Chapter 4 Updating models with stan
When we generate a model we often impose a lot of assumptions on nature of causal relations. This includes “structure” regarding what relates to what but also the nature of those relations—how strong the effect of a given variable is and how it interacts with others, for example. The latter features are captured by parameters whose values, fortunately, can be data based.
The approach used by the CausalQueries
package to updating parameter values given observed data uses stan
and involves the following elements:
- Dirichlet priors over parameters, \(\lambda\) (which, in cases without confounding, correspond to nodal types)
- A mapping from parameters to event probabilities, \(w\)
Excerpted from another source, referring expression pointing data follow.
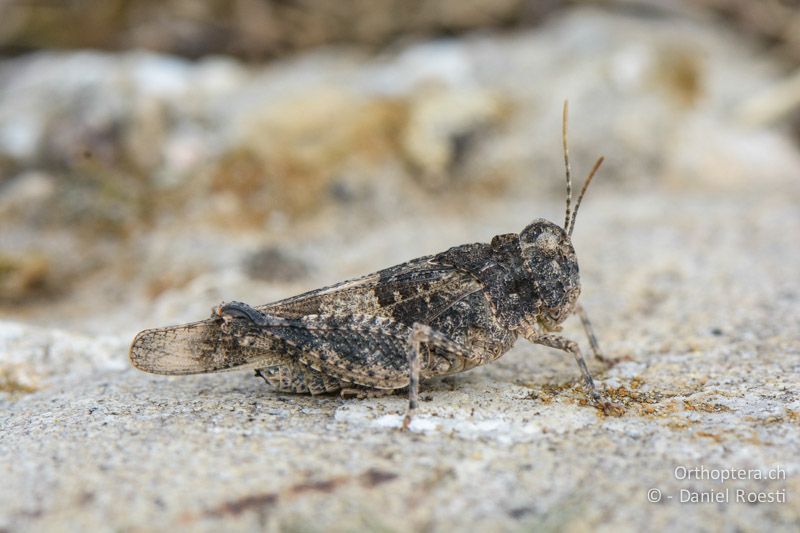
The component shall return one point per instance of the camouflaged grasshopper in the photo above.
(432, 316)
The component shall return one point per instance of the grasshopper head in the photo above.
(553, 266)
(548, 253)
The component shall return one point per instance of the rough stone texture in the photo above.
(688, 248)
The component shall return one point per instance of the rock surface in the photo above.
(689, 257)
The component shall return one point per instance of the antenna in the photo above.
(564, 114)
(583, 191)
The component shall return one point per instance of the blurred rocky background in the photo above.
(157, 158)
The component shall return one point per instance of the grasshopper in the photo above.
(432, 316)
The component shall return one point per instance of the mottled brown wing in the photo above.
(417, 291)
(201, 347)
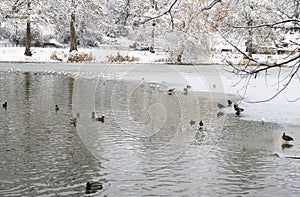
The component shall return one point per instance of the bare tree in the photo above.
(250, 69)
(28, 29)
(73, 45)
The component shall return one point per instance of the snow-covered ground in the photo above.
(99, 55)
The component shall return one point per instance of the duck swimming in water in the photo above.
(5, 105)
(100, 119)
(93, 186)
(287, 138)
(56, 108)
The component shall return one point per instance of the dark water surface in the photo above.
(145, 147)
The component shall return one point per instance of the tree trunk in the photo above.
(72, 29)
(249, 45)
(28, 34)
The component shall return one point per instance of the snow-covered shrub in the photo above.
(120, 58)
(73, 56)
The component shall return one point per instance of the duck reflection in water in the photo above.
(286, 145)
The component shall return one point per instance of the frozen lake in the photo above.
(146, 145)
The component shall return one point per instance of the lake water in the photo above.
(146, 145)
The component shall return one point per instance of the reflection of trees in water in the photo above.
(243, 146)
(43, 147)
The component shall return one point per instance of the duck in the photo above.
(237, 108)
(185, 91)
(5, 105)
(201, 123)
(93, 115)
(73, 121)
(229, 103)
(93, 186)
(171, 91)
(192, 122)
(287, 138)
(220, 106)
(100, 119)
(56, 108)
(219, 114)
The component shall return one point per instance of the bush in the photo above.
(120, 58)
(73, 56)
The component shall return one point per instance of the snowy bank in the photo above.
(99, 55)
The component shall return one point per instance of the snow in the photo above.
(100, 55)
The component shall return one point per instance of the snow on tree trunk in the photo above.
(73, 46)
(73, 35)
(28, 34)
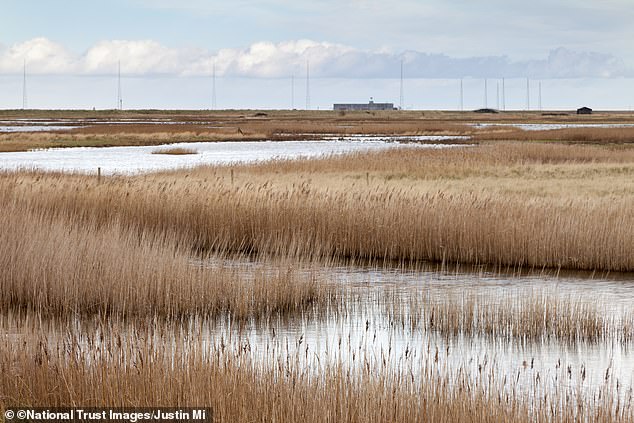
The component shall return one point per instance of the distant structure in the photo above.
(213, 87)
(402, 97)
(364, 106)
(24, 102)
(584, 111)
(307, 85)
(119, 95)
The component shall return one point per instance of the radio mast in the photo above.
(402, 97)
(119, 95)
(24, 103)
(213, 87)
(307, 85)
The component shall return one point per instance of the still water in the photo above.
(128, 160)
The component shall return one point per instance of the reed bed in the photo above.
(587, 135)
(58, 267)
(172, 366)
(524, 316)
(582, 222)
(175, 151)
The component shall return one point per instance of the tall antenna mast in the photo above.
(24, 103)
(213, 87)
(402, 98)
(307, 85)
(461, 96)
(119, 96)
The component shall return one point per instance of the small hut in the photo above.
(584, 111)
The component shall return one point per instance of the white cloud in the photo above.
(271, 60)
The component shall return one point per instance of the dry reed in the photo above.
(175, 151)
(60, 267)
(146, 365)
(385, 217)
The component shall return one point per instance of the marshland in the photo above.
(483, 276)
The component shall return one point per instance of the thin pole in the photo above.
(461, 96)
(213, 88)
(24, 103)
(307, 85)
(402, 97)
(119, 95)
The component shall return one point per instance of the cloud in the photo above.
(274, 60)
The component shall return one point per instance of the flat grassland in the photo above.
(152, 127)
(106, 282)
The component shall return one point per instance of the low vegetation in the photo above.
(175, 151)
(508, 204)
(57, 267)
(196, 287)
(144, 365)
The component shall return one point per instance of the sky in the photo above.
(260, 49)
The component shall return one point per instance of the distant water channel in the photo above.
(128, 160)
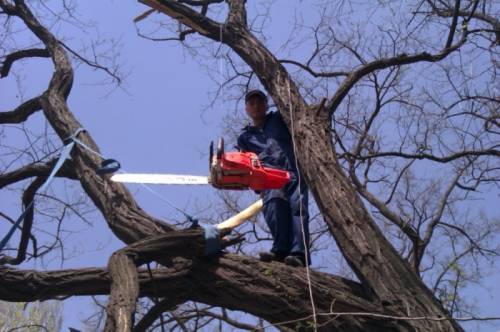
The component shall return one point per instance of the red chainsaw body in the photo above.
(243, 170)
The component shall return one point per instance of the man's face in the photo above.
(256, 107)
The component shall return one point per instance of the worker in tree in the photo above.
(285, 210)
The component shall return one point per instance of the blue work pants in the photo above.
(283, 217)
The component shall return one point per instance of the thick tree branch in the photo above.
(313, 72)
(28, 197)
(440, 159)
(124, 216)
(272, 291)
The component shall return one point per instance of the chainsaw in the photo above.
(227, 170)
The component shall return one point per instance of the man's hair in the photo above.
(255, 92)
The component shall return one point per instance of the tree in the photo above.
(367, 184)
(36, 317)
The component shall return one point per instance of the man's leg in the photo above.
(277, 215)
(300, 223)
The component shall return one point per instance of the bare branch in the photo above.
(12, 57)
(22, 112)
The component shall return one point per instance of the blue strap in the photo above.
(212, 239)
(62, 158)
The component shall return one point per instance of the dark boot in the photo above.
(271, 256)
(295, 260)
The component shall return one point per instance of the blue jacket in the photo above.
(273, 144)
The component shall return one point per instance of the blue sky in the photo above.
(156, 123)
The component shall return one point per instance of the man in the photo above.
(270, 139)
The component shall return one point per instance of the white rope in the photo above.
(306, 248)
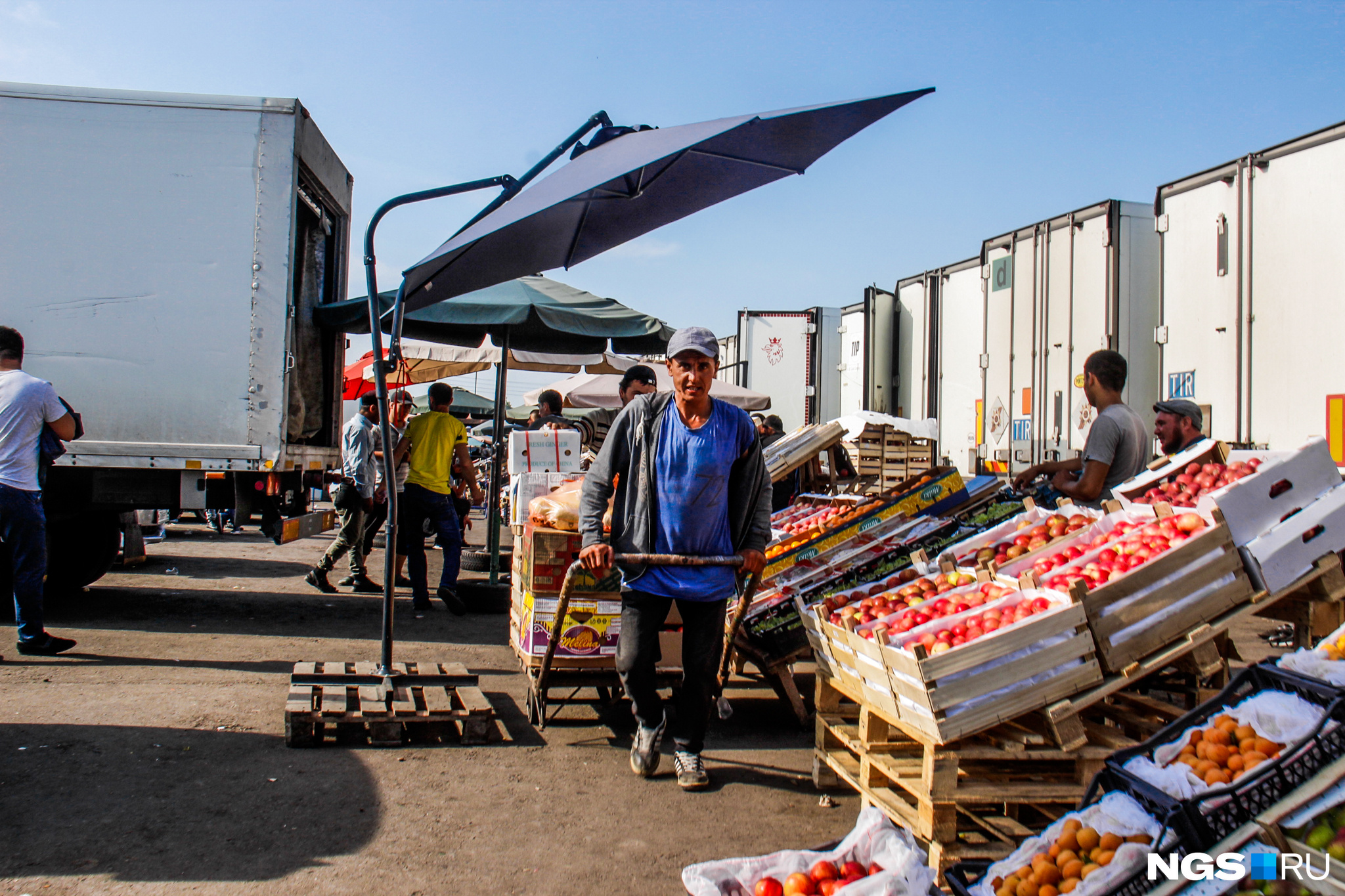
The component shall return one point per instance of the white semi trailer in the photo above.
(793, 358)
(1056, 292)
(1251, 307)
(940, 372)
(162, 255)
(868, 347)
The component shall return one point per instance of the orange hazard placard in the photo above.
(1336, 427)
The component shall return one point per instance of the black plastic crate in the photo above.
(1174, 836)
(1266, 785)
(776, 630)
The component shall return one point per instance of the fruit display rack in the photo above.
(346, 700)
(978, 797)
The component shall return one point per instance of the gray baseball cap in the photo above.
(1181, 408)
(695, 339)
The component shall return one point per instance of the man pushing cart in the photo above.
(689, 480)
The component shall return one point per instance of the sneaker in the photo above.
(49, 648)
(451, 601)
(363, 585)
(645, 750)
(690, 771)
(318, 578)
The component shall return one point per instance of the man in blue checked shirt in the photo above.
(353, 499)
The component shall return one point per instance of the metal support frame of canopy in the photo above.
(387, 679)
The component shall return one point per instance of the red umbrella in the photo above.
(357, 385)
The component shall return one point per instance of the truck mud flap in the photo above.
(307, 524)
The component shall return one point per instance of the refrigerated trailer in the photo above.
(868, 345)
(793, 356)
(940, 372)
(1056, 292)
(1251, 305)
(162, 255)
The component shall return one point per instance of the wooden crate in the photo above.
(889, 454)
(1157, 593)
(977, 798)
(354, 714)
(923, 696)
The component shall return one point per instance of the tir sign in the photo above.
(1001, 273)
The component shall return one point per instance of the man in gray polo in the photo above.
(690, 480)
(1118, 445)
(353, 499)
(1178, 425)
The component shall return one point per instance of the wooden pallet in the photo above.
(354, 714)
(977, 798)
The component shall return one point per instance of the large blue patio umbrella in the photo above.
(625, 183)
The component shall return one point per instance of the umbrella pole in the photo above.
(381, 370)
(498, 448)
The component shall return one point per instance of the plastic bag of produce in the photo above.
(1325, 662)
(875, 840)
(1118, 816)
(560, 509)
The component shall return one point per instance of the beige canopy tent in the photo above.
(600, 390)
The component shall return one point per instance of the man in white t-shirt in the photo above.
(26, 406)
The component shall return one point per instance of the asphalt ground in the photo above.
(151, 759)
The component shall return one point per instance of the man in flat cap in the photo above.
(692, 481)
(1178, 425)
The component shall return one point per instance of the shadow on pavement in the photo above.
(192, 567)
(260, 667)
(267, 613)
(174, 805)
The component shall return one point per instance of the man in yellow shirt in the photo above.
(432, 441)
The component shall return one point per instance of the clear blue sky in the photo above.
(1040, 109)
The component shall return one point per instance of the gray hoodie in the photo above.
(628, 452)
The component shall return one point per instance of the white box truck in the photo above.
(793, 358)
(162, 255)
(1251, 305)
(1056, 292)
(940, 372)
(868, 347)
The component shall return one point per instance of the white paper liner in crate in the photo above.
(1314, 664)
(872, 840)
(1274, 715)
(1009, 528)
(1116, 813)
(1107, 524)
(1059, 603)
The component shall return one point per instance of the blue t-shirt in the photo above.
(692, 511)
- A likelihood function that assumes events are distributed according to a multinomial distribution given event probabilities.
We provide further details below.
4.1 Data for stan
We use a generic stan
model that works for all binary causal models. Rather than writing a new stan
model for each causal model we send stan
details of each particular causal model as data inputs.
In particular we provide a set of matrices that stan
tailor itself to particular models: the parameter matrix (\(P\) ) tells stan
how many parameters there are, and how they map into causal types; an ambiguity matrix \(A\) tells stan
how causal types map into data types; and an event matrix \(E\) relates data types into patterns of observed data (in cases where there are incomplete observations).
The internal function prep_stan_data
prepares data for stan
. You generally don’t need to use this manually, but we show here a sample of what it produces as input for stan
.
We provide prep_stan_data
with data in compact form (listing “data events”).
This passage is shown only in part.